I was going to talk about mistakes I've made over my career -- the good ones and the bad ones (and there were many excellent mistakes, even if I had to pay for them). However, in honor of the subject I wrote a nice long bit, didn't save it, and the computer froze. Remember to save your work, people. Sigh.
I've always been one to enjoy a bit of irony, but I think the PTB don't want me to talk about mistakes today. I hope they don't want me to talk about Ritual Sins, because I don't want to cry.
But okay, we'll talk a little bit about that, since it's free at Amazon for today only (and should be as cheap as legally allowed in the UK and Au/Nz). http://tinyurl.com/m7a9uy
Okay, I figured out how to add pictures, but I don't know how to size them or move them, so you'll have to put up with them being HUGE. Anyway, I had just written possibly the best book I ever wrote. Definitely in the top five, or the top three, and I had to follow it up, which was just a bit daunting.

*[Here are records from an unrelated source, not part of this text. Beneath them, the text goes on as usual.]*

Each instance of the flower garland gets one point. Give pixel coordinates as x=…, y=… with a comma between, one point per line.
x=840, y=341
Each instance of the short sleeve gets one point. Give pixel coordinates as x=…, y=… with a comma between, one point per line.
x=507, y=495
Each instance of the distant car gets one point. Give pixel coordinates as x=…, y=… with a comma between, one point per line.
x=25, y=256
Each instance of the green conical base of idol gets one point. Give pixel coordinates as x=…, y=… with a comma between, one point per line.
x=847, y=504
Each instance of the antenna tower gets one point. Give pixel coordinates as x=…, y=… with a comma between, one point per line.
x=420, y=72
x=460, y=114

But I had the opening scene, and I jumped into it, starting with a ridiculously high body count in that first scene (I later cut it from 12 dead operatives to three) and moved ahead with it. And then my brother died.
He was a darling, a scapegrace, troubled and charming and six years younger than me, and he drank himself to death (alcohol poisoning). My literary agent, who'd lost a bad boy brother as well, kept the publisher off my back and kept telling me not to write, but I really needed to. I needed to lose myself in story, away from the overwhelming grief of real life. I needed to kill people, lots of them, and having an assassin hero came in handy. Finally I just started writing anyway. Writing in a time of deep grief can result in powerful books. Any rules you come up against you just say "fuck you" and write what your heart wants to write. None of the small stuff matters, and in the face of death it's all small stuff.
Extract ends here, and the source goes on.